RNA-Seq Study Identifies Progenitor Tumor Cells

A study published in Nature Communications today characterizes five types of main cancer cells within each tumor and a cell hierarchy that can be targeted to slow cancer growth. This cancer cell RNA-seq project included 55,000 glioblastoma and 20,000 normal brain cells. 

Brain cancers are considered to be resistant to treatment due to the varying types of cancer cells found within each tumor. "Our work has gone a long way to resolve the complexity of glioblastoma heterogeneity, and provides a new framework to reconsider the nature of glioblastoma," says lead author Kevin Petrecca.

The team from The Neuro (Montreal Neurological Institute and Hospital) found that progenitor cells proliferated much more when compared to the mature ones that make up the majority of the dividing cells in the tumor. These progenitor cells are the earliest detectable, making them a promising target for therapy development. 

After identifying the weaknesses of the progenitor cells and targeting them, their survival and reproduction slowed down. In their preclinical models, the team reported reduced tumor growth and increased odds of survival. 

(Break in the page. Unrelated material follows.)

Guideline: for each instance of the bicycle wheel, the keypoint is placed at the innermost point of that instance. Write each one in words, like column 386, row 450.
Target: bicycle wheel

"As part of this work, our study also shows, in contrast to decades-long dogma, that glioblastoma stem cells are the most rapidly dividing cancer cells in the tumor, and we identified new ways to target these cells," Petrecca adds. "There is still much work to be done. Understanding how these cancer cells interact with the cancer microenvironment is not well understood in this disease, but this study serves as a good starting point to begin to understand how glioblastoma originates and evolves prior to treatments."

Image: Researchers detected what they describe as a progenitor glioblastoma stem cell (GSC) -- a cell type from which all other cancer cells develop. They showed a cellular hierarchical organization to cancer which originates from progenitor GSCs. Image courtesy of The Neuro.